Scheduling irrigation to use available water as efficiently as possible requires knowledge of crop moisture needs and soil properties.

A little information on plant physiology wouldn’t hurt either, says Texas Extension Agricultural Engineer Dana Porter.

Porter, speaking at the recent West Texas Agricultural Chemical Association annual conference in Lubbock, said farmers should understand soil and crop water needs, whether they use center pivot or subsurface drop irrigation systems.

“We need to know how much water we have in the soil,” Porter said. “Is it saturated, at field capacity or at a wilting point? Different soil types hold different amounts of water. Sandy soils hold less, and loamy and clay soils hold more.”

She said knowing soil permeability helps schedule irrigation. “Determine how much water can stay in the soil at various depths — 1 foot, 2 feet, and 3 feet. Know how much water is available at different depths.

“Also, determine at what point soil begins to lose water and then how much to irrigate to bring the field to capacity.”

She said farmers may want to irrigate to slightly less than capacity to allow for rainfall. She recommended using a management allowable depletion (MAD) rate to determine irrigation timing and amount.

“For most crops, 50 percent to 60 percent depletion rate is OK. For drought sensitive crops, consider 30 percent to 50 percent. Limit depletion to 50 percent to avoid drought stress.”

Porter said understanding a crop’s root zone also helps schedule irrigation. She said the root zone is “the effective area for available soil moisture, accessible nutrients, etc. Shallow rooted plants are more susceptible to drought stress.

“Root zone is the potential depth set by the plant, but is limited by soil factors. Soil profiles should be moist, not saturated. Plow pans, caliche layers, dry layers, saturated layers, salt accumulation and other factors limit effective root zones.”

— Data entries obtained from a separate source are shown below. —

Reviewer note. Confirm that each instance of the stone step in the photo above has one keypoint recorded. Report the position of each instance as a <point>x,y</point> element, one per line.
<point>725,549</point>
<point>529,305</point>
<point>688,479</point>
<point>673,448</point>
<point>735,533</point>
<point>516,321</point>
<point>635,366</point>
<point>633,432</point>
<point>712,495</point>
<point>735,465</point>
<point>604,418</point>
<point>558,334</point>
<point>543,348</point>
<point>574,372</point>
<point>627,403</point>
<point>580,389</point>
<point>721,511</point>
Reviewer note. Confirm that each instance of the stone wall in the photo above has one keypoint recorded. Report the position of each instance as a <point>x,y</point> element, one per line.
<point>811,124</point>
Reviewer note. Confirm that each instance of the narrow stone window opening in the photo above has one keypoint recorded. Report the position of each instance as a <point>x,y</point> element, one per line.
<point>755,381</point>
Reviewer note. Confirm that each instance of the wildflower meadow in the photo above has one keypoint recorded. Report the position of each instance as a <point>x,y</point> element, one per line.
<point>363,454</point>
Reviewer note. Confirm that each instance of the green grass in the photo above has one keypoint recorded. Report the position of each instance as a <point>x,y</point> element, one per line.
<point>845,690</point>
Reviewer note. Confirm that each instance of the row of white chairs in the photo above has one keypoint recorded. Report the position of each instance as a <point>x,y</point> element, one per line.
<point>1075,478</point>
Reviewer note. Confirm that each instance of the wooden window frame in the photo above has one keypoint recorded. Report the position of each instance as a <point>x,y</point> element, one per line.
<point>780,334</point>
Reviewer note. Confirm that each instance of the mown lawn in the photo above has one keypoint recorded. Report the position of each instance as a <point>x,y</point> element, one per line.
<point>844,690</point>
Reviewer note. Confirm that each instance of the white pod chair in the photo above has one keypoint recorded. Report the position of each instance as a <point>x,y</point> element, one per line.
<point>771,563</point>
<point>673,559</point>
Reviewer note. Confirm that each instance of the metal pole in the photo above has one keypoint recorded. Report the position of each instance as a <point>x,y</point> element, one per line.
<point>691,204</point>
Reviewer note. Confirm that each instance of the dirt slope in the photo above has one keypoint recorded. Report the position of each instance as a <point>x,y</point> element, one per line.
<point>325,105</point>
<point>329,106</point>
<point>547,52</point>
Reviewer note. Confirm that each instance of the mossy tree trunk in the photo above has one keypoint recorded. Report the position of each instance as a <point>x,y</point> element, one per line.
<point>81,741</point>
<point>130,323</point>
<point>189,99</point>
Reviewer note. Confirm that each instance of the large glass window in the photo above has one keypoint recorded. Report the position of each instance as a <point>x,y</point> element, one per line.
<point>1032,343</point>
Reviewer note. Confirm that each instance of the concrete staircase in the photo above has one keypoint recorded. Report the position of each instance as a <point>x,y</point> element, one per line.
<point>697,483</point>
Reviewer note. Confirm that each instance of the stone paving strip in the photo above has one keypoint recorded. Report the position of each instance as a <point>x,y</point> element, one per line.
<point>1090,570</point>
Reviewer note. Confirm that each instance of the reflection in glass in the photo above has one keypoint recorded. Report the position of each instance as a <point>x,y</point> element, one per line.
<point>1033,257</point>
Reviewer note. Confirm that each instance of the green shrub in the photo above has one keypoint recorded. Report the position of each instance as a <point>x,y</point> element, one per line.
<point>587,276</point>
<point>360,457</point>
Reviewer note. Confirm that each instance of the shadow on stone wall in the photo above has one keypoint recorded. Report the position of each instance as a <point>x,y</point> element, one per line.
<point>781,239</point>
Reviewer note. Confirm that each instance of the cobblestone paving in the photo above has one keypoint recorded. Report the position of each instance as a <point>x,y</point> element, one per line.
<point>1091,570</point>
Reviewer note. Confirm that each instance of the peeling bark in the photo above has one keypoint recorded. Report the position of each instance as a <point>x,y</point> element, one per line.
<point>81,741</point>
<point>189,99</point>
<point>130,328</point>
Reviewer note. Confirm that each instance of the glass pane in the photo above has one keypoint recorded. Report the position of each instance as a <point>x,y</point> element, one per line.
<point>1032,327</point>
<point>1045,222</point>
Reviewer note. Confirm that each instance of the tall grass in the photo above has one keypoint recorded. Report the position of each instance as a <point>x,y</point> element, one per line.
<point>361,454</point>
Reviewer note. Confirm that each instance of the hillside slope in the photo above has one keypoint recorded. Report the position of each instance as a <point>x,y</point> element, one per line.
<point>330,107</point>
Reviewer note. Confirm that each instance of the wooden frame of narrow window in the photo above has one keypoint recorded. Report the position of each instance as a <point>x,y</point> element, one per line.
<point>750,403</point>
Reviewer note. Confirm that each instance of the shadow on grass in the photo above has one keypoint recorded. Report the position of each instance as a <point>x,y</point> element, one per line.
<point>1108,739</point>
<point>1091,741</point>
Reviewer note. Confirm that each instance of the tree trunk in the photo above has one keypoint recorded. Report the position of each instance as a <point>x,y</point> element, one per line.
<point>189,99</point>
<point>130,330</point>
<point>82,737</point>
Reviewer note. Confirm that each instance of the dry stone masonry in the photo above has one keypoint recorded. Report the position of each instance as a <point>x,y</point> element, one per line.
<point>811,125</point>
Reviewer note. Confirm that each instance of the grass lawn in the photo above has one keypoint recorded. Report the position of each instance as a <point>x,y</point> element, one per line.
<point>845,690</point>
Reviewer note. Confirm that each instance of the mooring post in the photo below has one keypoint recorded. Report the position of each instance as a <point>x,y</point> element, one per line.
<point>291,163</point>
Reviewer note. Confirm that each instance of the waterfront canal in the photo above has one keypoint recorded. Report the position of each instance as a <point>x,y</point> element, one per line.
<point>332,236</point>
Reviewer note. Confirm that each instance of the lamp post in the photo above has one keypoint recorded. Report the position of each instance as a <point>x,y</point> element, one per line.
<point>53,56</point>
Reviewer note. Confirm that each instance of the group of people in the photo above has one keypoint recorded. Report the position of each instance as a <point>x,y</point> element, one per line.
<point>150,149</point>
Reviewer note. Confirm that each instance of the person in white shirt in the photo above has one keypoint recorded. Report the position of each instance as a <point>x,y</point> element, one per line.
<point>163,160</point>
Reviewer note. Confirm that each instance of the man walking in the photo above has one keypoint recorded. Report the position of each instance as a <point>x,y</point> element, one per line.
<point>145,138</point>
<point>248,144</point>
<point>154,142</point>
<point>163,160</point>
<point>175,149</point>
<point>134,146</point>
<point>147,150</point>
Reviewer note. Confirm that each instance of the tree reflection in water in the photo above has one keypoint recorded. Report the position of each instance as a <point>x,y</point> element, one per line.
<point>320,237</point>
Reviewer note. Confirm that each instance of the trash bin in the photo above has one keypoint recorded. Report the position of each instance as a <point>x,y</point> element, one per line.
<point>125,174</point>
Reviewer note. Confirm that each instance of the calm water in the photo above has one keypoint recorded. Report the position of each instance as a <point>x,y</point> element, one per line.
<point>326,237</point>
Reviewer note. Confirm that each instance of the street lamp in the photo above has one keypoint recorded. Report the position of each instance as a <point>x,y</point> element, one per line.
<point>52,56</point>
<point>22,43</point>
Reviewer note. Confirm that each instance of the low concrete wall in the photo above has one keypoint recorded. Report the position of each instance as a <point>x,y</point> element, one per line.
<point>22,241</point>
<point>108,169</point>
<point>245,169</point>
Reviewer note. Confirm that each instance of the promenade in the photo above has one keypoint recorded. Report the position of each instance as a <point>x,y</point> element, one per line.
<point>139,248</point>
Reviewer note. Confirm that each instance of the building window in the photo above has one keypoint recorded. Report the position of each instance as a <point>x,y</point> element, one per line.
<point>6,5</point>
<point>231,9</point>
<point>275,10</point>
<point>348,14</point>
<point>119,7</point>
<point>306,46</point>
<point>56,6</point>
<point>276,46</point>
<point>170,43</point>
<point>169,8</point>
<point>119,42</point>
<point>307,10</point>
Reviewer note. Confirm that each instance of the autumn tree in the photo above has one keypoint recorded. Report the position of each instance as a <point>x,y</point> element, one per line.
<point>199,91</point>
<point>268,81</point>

Effective root zone for corn and cotton is 2.6 to 5.6 feet, for alfalfa and sorghum — 3.3 to 6.6 feet. Porter said most of the water extracted by a crop comes from the top 1 to 3 feet of the root zone. “Irrigation management is more critical for shallow-rooted crops.”

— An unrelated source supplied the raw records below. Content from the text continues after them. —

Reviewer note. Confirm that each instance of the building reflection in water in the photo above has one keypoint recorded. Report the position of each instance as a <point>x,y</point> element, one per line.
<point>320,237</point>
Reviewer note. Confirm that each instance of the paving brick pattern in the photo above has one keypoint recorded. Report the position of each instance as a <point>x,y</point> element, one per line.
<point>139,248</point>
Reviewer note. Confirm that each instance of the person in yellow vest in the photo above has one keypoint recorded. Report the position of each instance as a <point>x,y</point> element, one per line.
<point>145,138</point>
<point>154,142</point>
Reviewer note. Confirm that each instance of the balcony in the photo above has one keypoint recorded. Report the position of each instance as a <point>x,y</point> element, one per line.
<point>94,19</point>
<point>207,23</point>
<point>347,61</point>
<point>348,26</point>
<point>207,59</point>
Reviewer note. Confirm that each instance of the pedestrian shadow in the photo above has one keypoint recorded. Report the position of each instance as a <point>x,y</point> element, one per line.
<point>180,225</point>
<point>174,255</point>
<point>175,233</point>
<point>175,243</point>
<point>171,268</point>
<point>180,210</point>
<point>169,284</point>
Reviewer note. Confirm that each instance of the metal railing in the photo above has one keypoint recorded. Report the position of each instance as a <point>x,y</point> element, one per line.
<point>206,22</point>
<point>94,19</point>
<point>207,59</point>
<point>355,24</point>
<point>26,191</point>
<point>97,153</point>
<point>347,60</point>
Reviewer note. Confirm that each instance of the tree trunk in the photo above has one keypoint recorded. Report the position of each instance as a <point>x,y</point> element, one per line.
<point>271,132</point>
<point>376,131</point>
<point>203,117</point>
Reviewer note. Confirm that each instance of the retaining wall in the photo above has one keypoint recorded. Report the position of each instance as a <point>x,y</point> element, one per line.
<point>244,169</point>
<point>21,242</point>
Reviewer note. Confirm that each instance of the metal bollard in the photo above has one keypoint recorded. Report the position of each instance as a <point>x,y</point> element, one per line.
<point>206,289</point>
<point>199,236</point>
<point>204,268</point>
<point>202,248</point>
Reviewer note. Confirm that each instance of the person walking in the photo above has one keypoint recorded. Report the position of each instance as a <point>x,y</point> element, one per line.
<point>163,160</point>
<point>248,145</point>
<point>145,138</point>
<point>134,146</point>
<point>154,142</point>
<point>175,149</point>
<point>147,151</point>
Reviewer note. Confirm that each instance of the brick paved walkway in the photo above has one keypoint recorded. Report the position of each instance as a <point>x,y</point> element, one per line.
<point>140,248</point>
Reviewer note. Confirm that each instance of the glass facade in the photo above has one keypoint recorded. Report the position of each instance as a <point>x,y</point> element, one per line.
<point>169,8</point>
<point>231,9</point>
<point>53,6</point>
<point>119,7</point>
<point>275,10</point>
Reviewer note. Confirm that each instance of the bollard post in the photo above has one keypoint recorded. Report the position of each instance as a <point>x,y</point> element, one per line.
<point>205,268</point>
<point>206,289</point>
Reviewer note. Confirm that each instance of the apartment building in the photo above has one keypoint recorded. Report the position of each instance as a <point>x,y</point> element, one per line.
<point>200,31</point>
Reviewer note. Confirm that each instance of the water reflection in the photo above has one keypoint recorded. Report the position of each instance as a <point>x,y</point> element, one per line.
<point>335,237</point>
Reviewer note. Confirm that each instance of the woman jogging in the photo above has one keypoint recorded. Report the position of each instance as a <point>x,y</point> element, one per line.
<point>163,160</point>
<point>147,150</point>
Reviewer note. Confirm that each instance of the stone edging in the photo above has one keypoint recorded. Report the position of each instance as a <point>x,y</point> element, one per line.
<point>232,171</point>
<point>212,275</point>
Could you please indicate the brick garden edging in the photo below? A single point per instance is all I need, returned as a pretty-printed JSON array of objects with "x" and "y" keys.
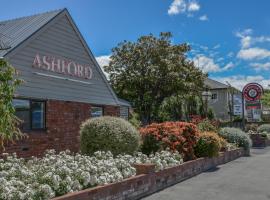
[{"x": 150, "y": 182}]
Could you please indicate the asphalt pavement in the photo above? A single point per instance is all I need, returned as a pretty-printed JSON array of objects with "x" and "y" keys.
[{"x": 247, "y": 178}]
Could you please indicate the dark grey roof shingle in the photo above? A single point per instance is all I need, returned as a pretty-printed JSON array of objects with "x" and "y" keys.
[{"x": 14, "y": 32}]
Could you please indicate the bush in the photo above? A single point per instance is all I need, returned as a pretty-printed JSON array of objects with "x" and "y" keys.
[
  {"x": 264, "y": 128},
  {"x": 180, "y": 136},
  {"x": 135, "y": 120},
  {"x": 208, "y": 145},
  {"x": 251, "y": 127},
  {"x": 108, "y": 134},
  {"x": 206, "y": 125},
  {"x": 237, "y": 136},
  {"x": 59, "y": 174}
]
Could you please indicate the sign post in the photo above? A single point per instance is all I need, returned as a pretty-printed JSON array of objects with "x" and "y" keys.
[{"x": 251, "y": 94}]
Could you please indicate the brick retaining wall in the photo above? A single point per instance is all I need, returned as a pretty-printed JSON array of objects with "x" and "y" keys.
[{"x": 151, "y": 182}]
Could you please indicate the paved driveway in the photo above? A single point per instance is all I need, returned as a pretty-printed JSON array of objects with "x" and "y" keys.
[{"x": 247, "y": 178}]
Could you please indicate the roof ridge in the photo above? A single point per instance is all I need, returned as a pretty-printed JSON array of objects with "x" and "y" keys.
[{"x": 33, "y": 15}]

Porter also recommended farmers understand crop moisture needs. Corn needs from 28 inches to 32 inches a year with a water use efficiency rating of 250 to 450 pounds per acre inch. Cotton water use ranges from 13 inches to 27 inches with a 50 to 100 pounds per acre inch water use efficiency rating. Grain sorghum water demand is 13 to 24 inches and 200 to 500 pounds per acre inch water use efficiency.

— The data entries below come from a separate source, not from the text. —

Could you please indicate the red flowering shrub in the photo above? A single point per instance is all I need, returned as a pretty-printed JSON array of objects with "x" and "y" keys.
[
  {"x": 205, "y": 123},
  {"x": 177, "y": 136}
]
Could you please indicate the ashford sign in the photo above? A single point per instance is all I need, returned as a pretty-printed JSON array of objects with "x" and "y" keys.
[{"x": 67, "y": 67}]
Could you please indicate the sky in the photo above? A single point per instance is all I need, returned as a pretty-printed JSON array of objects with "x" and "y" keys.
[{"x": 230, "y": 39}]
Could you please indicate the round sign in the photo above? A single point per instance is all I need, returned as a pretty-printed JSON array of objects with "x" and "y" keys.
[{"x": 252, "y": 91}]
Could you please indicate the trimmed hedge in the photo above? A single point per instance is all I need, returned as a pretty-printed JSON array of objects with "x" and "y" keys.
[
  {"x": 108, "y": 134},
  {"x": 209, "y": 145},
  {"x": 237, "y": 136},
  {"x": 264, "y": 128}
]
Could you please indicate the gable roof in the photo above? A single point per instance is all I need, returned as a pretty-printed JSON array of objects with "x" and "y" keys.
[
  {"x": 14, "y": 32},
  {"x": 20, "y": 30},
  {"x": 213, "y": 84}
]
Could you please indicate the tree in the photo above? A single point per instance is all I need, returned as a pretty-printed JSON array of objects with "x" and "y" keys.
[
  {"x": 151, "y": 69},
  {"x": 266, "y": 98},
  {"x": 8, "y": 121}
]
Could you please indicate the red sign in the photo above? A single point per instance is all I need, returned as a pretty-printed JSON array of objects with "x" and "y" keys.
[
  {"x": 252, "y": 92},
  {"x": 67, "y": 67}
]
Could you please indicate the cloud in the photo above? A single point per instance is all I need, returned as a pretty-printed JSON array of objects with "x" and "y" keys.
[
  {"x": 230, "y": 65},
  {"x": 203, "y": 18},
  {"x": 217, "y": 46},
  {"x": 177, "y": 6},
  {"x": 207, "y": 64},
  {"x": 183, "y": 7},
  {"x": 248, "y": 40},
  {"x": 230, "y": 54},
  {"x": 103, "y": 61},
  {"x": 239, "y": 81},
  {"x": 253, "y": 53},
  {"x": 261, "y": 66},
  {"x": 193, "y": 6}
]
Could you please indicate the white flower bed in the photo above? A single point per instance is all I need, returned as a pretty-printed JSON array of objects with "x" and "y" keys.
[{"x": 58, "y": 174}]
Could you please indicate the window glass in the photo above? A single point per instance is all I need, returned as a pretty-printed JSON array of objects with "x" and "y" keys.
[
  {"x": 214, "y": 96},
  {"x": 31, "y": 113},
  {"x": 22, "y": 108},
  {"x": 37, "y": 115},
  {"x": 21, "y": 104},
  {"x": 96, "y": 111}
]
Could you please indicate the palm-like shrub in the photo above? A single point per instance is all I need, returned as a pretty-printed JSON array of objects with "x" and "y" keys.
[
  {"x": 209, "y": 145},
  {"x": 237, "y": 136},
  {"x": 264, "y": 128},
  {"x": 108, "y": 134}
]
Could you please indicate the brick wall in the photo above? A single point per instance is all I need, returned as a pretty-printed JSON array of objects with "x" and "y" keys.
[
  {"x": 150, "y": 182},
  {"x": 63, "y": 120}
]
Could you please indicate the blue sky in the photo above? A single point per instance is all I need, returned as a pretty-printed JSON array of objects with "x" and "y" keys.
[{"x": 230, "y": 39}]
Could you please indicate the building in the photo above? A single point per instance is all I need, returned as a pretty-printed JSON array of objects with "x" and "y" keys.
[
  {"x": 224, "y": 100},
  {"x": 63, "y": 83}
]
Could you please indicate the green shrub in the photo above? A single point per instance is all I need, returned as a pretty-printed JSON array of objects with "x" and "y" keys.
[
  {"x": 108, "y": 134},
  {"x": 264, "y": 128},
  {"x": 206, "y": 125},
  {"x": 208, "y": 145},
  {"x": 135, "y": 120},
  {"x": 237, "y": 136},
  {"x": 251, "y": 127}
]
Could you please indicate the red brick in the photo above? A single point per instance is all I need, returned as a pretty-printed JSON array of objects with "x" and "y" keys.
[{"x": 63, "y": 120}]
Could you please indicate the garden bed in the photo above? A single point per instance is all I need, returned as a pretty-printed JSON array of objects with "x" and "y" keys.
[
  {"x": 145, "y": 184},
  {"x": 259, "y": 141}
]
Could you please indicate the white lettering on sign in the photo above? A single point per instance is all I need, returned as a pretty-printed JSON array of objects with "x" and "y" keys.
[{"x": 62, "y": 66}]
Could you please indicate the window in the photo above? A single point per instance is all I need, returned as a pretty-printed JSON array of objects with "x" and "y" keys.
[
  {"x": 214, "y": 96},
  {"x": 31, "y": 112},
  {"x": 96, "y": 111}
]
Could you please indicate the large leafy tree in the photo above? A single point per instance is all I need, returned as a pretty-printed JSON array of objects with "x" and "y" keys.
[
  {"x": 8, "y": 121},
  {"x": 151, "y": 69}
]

Wheat demand is 13 inches to 28 inches and 2.4 to 6.4 bushels per acre inch. Alfalfa uses from 36 inches to 40 inches for a 280 to 400 pounds per acre inch efficiency rating.

“Water demand is crop specific and varies with weather and growth stage,” Porter said. “The plant needs enough water to prevent stress, but not enough to cause waterlog. Roots grow in moist soil and need both water and oxygen.”

She said farmers may find more information about specific crop water needs from txhighplainsnet.tamu.edu, a Web site that provides daily weather updates, wind speed, temperatures, rainfall amounts and other information.

She said cotton water demand peaks in July and early August in the High Plains. Corn high moisture demand peaks in July. Seasons may vary, however.

Porter said the Southwest has seen high adoption of irrigation and farmers are learning how to make the most of new technology. Knowing when specific plants need the most water and understanding the limits of specific soil types, she said, will make that technology more efficient.

She cites other Web sites that offer information on moisture management and irrigation timing, including: oznet.ksu.edu/mil/;websoilsurvey,nrcs.usda.gov/app/; and Lubbock.tamu.edu.